Week of Prayer for Christian Unity 2013

This began on 18th January and runs to 25th January.
 I am way behind on this one and may do some more posts as the week progresses but this is for starters.

Click here for 2013 resources for The Annual Week of Prayer for Christian Unity  from Churches Together in Britain and Ireland and some more here.  

The resources were prepared by an ecumenical group in South India after reflecting upon their own context and carry a theme that calls us to respond to the obligations to act justly in the world.

This year’s theme, What does God require of us?, is inspired by Micah 6:6-8:


"With what shall I come before the Lord, and bow myself before God on high?
Shall I come before him with burnt-offerings, with calves a year old? Will the Lord be pleased with thousands of rams, with tens of thousands of rivers of oil?
Shall I give my firstborn for my transgression, the fruit of my body for the sin of my soul?’
He has told you, O mortal, what is good; and what does the Lord require of you but to do justice, and to love kindness, and to walk humbly with your God."

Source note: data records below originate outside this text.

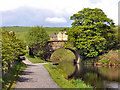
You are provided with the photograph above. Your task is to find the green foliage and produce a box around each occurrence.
[67,8,116,58]
[26,26,49,58]
[2,30,26,73]
[2,62,27,90]
[26,55,48,63]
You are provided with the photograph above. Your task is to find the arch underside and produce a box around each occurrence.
[50,47,80,63]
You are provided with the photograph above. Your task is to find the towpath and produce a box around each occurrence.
[16,59,60,89]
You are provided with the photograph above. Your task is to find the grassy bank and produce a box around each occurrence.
[2,27,64,42]
[26,54,48,63]
[44,64,92,88]
[2,62,27,90]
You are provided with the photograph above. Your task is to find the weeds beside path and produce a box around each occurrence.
[16,59,59,88]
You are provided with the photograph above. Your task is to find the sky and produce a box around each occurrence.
[0,0,120,27]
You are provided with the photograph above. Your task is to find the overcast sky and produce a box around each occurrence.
[0,0,120,27]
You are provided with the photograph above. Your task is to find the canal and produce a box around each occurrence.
[56,62,120,88]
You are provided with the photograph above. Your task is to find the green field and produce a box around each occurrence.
[2,27,64,42]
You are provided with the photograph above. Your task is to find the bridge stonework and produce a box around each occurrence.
[47,41,80,63]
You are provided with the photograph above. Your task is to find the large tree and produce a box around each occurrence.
[26,26,49,58]
[68,8,116,57]
[2,30,26,74]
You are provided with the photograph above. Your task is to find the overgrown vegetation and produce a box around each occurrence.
[67,8,117,59]
[26,26,49,58]
[2,30,26,74]
[2,27,64,43]
[44,64,92,88]
[2,62,27,90]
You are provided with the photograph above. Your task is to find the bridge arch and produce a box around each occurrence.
[50,47,80,63]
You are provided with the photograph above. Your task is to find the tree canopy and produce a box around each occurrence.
[67,8,116,57]
[26,26,49,58]
[2,30,26,73]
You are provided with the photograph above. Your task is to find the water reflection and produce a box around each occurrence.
[57,63,120,88]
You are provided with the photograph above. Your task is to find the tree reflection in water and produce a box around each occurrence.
[57,62,120,88]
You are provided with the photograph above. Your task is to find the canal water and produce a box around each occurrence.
[57,62,120,88]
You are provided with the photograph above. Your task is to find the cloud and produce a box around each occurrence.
[2,7,71,27]
[45,17,67,23]
[0,0,119,26]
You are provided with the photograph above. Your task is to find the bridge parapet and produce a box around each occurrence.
[47,40,80,63]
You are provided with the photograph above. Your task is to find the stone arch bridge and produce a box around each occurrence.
[47,41,80,63]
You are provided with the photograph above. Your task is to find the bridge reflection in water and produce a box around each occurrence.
[57,62,120,88]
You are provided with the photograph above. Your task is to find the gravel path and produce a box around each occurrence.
[16,59,60,88]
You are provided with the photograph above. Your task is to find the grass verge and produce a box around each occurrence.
[2,62,27,90]
[44,64,92,89]
[26,54,48,63]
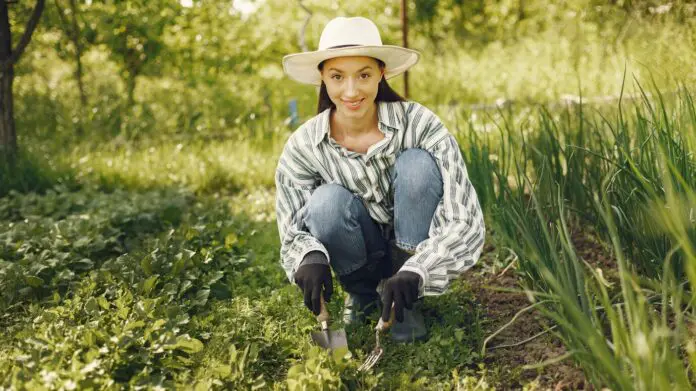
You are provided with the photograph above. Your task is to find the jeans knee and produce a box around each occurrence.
[396,148,442,199]
[305,183,355,237]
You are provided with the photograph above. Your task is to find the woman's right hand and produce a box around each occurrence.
[295,263,333,315]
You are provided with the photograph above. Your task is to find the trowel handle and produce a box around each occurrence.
[375,303,396,331]
[317,296,329,329]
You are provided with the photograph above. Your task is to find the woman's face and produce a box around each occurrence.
[321,57,383,118]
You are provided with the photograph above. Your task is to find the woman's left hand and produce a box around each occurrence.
[382,271,421,322]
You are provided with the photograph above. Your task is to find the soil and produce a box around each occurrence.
[466,228,616,390]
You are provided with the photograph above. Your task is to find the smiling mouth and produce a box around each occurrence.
[343,99,365,110]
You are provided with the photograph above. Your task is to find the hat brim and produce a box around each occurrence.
[283,45,420,86]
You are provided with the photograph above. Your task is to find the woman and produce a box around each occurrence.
[275,17,485,341]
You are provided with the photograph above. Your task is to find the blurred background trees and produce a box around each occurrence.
[0,0,696,158]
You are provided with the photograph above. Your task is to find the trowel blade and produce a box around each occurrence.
[312,329,348,350]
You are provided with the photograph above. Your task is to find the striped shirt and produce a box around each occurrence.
[275,102,485,296]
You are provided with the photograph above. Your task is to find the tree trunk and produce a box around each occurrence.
[0,0,17,162]
[70,0,87,109]
[55,0,87,137]
[125,67,138,110]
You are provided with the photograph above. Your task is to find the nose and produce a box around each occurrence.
[345,77,358,98]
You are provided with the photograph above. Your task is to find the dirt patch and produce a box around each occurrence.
[465,233,616,390]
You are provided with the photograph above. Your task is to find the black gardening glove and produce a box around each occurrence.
[382,271,421,322]
[295,254,333,315]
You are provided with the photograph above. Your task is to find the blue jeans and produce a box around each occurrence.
[304,148,443,294]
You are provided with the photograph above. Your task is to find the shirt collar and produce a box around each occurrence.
[314,102,403,145]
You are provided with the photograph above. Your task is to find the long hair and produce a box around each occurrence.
[317,58,406,114]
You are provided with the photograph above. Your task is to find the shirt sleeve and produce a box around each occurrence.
[400,110,486,296]
[275,138,329,283]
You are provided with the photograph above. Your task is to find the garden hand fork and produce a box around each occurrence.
[358,304,394,371]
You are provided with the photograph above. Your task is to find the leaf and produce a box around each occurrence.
[85,297,99,313]
[140,255,152,276]
[97,296,111,310]
[141,274,159,295]
[24,276,44,288]
[123,320,145,331]
[210,282,232,299]
[73,236,90,249]
[191,289,210,307]
[70,258,94,271]
[174,334,203,354]
[225,232,239,248]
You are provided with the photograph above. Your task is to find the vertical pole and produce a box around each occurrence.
[401,0,408,99]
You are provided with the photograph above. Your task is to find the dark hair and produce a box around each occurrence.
[317,58,406,114]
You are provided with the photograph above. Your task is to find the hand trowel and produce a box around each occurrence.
[312,297,348,350]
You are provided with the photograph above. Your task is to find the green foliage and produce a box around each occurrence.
[456,86,696,390]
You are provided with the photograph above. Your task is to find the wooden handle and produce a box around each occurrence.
[317,296,329,328]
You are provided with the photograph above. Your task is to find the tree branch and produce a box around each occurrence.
[297,0,312,52]
[0,0,46,72]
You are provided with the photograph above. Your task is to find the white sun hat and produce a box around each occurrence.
[283,17,420,86]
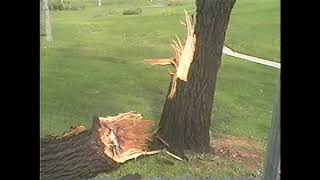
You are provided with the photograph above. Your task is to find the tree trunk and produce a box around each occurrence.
[43,0,53,42]
[40,118,118,179]
[158,0,235,152]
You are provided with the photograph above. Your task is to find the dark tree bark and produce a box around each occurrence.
[40,118,118,179]
[158,0,235,152]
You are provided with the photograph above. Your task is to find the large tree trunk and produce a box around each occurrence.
[40,119,118,179]
[43,0,53,42]
[158,0,235,152]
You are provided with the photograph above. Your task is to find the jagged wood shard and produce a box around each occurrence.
[98,112,160,163]
[145,10,196,98]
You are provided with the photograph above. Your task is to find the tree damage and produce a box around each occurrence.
[145,10,196,99]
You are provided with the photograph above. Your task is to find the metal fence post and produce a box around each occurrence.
[264,83,280,180]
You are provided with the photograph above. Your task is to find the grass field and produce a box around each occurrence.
[40,0,280,176]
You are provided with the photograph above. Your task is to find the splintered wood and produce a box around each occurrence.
[99,112,160,163]
[145,10,196,98]
[145,10,196,98]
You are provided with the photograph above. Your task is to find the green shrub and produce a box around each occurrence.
[122,8,142,15]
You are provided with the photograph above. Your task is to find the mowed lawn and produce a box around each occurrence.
[40,0,280,176]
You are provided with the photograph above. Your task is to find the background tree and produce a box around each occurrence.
[157,0,235,152]
[42,0,53,42]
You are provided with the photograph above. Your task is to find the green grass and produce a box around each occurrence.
[40,0,279,176]
[225,0,280,62]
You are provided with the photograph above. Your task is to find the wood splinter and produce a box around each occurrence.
[145,10,196,99]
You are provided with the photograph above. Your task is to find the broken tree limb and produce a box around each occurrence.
[145,10,196,99]
[40,112,160,179]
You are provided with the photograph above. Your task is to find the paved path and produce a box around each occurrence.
[222,46,281,69]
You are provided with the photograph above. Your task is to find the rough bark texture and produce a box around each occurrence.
[40,118,118,179]
[158,0,235,152]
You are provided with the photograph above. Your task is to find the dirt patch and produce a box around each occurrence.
[211,136,265,171]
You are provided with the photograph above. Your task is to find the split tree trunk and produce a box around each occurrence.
[43,0,53,42]
[60,0,64,9]
[158,0,235,152]
[40,118,118,179]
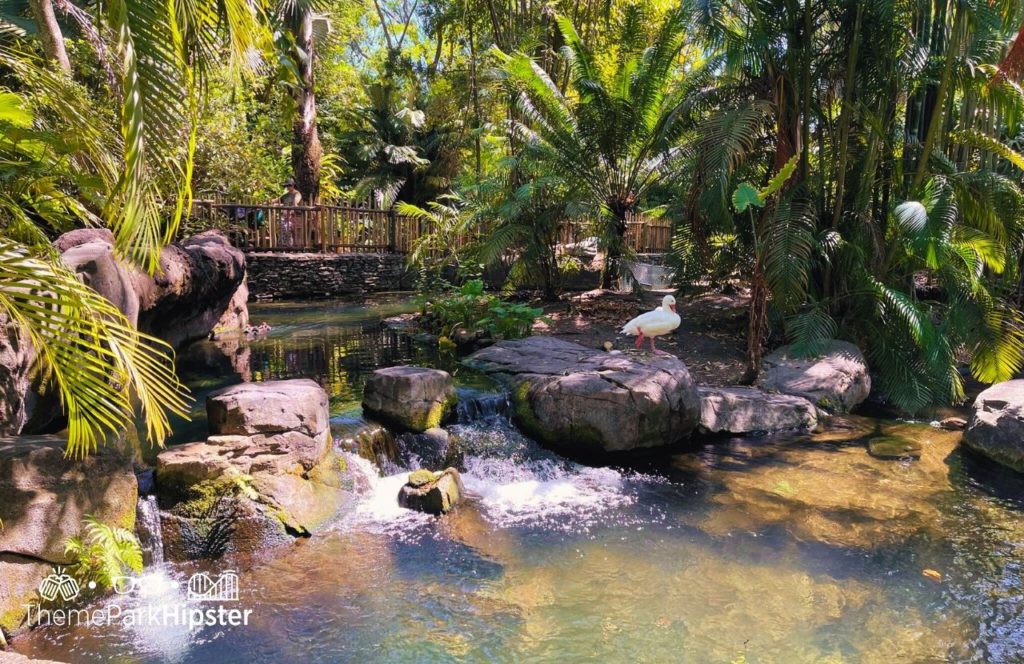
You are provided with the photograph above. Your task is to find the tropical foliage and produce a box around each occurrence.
[421,279,544,340]
[65,516,142,590]
[6,0,1024,422]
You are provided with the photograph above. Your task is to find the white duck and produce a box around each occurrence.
[623,295,681,352]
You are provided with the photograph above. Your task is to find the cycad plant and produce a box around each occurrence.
[497,4,686,288]
[65,515,142,590]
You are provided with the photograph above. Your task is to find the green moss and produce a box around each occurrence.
[174,475,241,518]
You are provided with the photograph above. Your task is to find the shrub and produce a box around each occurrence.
[65,515,142,590]
[423,279,544,339]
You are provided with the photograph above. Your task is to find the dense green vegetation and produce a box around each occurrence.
[0,0,1024,436]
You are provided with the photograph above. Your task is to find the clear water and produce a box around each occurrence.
[14,304,1024,663]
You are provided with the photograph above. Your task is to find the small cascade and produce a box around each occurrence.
[456,389,512,424]
[348,418,636,532]
[135,496,164,567]
[331,418,398,466]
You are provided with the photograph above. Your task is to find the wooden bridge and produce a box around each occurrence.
[193,200,672,253]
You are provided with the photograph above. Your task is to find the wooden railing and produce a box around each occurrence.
[191,200,672,253]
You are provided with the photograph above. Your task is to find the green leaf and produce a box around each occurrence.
[732,182,765,212]
[0,92,32,128]
[758,155,800,201]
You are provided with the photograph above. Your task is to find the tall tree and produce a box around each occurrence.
[282,0,324,205]
[499,5,686,288]
[29,0,71,73]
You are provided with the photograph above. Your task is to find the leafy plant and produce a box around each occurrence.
[424,279,544,339]
[65,515,142,590]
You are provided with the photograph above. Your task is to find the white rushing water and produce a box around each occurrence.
[347,417,636,531]
[135,496,164,566]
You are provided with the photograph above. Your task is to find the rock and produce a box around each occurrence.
[206,378,330,437]
[0,312,36,435]
[135,231,249,347]
[9,229,249,434]
[53,229,249,348]
[60,238,139,326]
[465,336,700,455]
[964,379,1024,472]
[395,426,450,467]
[362,366,457,431]
[867,435,921,459]
[156,379,347,559]
[398,468,466,515]
[933,417,967,431]
[697,387,818,434]
[757,341,871,413]
[0,435,138,633]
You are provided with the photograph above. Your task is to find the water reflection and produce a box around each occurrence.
[16,302,1024,664]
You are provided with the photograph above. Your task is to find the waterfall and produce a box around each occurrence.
[456,389,512,424]
[135,496,164,567]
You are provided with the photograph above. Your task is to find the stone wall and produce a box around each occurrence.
[246,252,412,298]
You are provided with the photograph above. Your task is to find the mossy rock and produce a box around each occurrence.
[867,435,922,459]
[398,468,466,515]
[406,469,438,488]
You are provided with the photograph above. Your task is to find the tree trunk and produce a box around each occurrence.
[292,9,324,205]
[601,207,627,288]
[910,8,964,190]
[29,0,71,74]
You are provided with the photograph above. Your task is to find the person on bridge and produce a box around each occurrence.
[276,177,302,247]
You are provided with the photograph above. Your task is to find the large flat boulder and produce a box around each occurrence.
[465,336,700,455]
[156,379,347,559]
[14,229,249,434]
[757,341,871,413]
[362,366,457,432]
[206,378,330,437]
[53,229,249,347]
[697,387,818,435]
[964,379,1024,472]
[0,435,138,633]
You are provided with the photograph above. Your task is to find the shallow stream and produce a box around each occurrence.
[14,298,1024,664]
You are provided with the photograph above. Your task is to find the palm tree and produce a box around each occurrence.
[341,80,457,207]
[497,5,686,288]
[680,0,1024,411]
[0,0,269,455]
[274,0,329,205]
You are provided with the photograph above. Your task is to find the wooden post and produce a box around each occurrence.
[387,206,398,253]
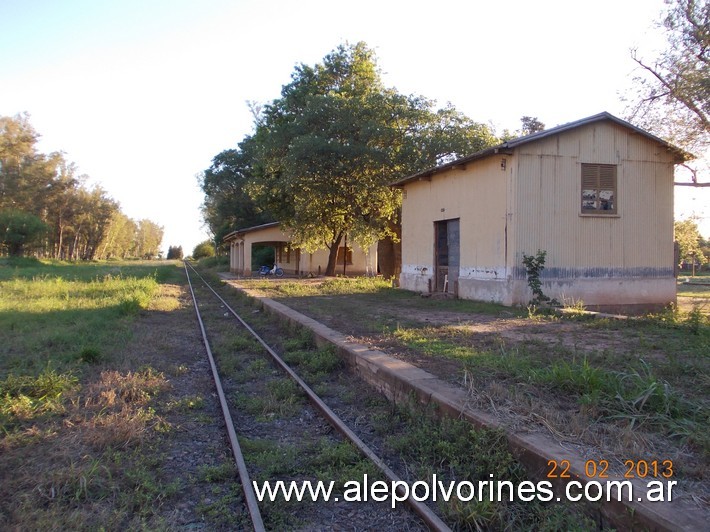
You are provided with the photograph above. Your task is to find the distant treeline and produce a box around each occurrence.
[0,114,163,260]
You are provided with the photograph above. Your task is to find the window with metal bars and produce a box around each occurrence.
[582,163,618,215]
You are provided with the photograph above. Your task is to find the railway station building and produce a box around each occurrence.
[393,113,692,310]
[224,222,377,277]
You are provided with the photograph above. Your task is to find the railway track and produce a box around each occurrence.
[185,262,450,531]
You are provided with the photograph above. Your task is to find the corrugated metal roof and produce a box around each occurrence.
[391,111,694,187]
[222,222,281,242]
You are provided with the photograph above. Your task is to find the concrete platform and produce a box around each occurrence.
[222,275,710,531]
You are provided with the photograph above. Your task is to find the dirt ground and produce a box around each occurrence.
[234,280,710,508]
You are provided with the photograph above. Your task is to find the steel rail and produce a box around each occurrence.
[185,262,451,532]
[184,262,266,532]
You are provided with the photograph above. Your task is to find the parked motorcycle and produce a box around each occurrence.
[259,264,284,277]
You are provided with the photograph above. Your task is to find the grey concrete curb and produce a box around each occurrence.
[224,278,710,531]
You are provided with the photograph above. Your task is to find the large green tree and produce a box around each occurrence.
[199,137,274,242]
[250,42,495,275]
[674,218,708,266]
[628,0,710,186]
[0,209,47,257]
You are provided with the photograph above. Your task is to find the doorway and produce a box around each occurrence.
[434,218,461,294]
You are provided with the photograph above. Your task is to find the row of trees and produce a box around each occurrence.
[200,42,498,275]
[0,115,163,260]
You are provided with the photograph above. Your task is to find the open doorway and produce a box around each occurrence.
[434,218,461,294]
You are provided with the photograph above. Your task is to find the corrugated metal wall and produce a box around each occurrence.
[509,122,673,278]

To mark its centenary, the Student Christian Movement of India (SCMI) was invited to prepare the resources for the Week of Prayer for Christian Unity (WPCU) 2013 and they involved the All India Catholic University Federation and the National Council of Churches in India. In the preparatory process while reflecting on the significance of the WPCU, it was decided that in a context of great injustice to Dalits in India and in the Church, the search for visible unity cannot be disassociated from the dismantling of casteism and the lifting up of contributions to unity by the poorest of the poor.


The Dalits in the Indian context are the communities which are considered ‘out-castes’. They are the people worst affected by the caste-system, which is a rigid form of social stratification based on notions of ritual purity and pollution.
Under the caste-system, the castes are considered to be ‘higher’ or ‘lower’. The Dalit communities are considered to be the most polluted and polluting and thus placed outside the caste-system and were previously even called ‘untouchable’. Because of casteism the Dalits are socially marginalized, politically under-represented, economically exploited and culturally subjugated. Almost 80% of Indian Christians have a Dalit background. 


Despite outstanding progress in the twentieth century, the churches in India remain divided along the doctrinal divisions inherited from Europe and elsewhere. Christian disunity in India within churches and between them is further accentuated by the caste system. 
Casteism, like apartheid, racism and nationalism poses severe challenges for the unity of Christians in India and therefore, for the moral and ecclesial witness of the Church as the one body of Christ. 
As a church-dividing issue, casteism is consequently an acute doctrinal issue. It is in this context that this year’s WPCU invites us to explore the well known biblical text of Micah 6:6-8, focusing upon the question ‘what does God require of us’ as the main theme. 
The Dalit experience serves as the crucible from within which theological reflections on the biblical theme emerge for this years Week of Prayer for Christian Unity.


The materials were adapted by the Britain and Ireland writers group and they have written additional material, including meditations for each of the 8 days, and two versions of the worship service.
  

 Other bits and pieces 

 The two articles below are both by Fr. Ron Rolheiser and are well worth a read


and this one entitled The Other Side of Orthodoxy
  

 “And the deepest level of communication is not communication,
 but communion.
 It is wordless.
 It is beyond words, and it is beyond speech,
and it is beyond concept.
  Not that we discover a new unity. 
We discover an older unity. 
My dear brothers, we are already one. 
But we imagine that we are not. 
And what we have to recover is our original unity. 
What we have to be is what we are."

—Thomas Merton from his Asian Journal.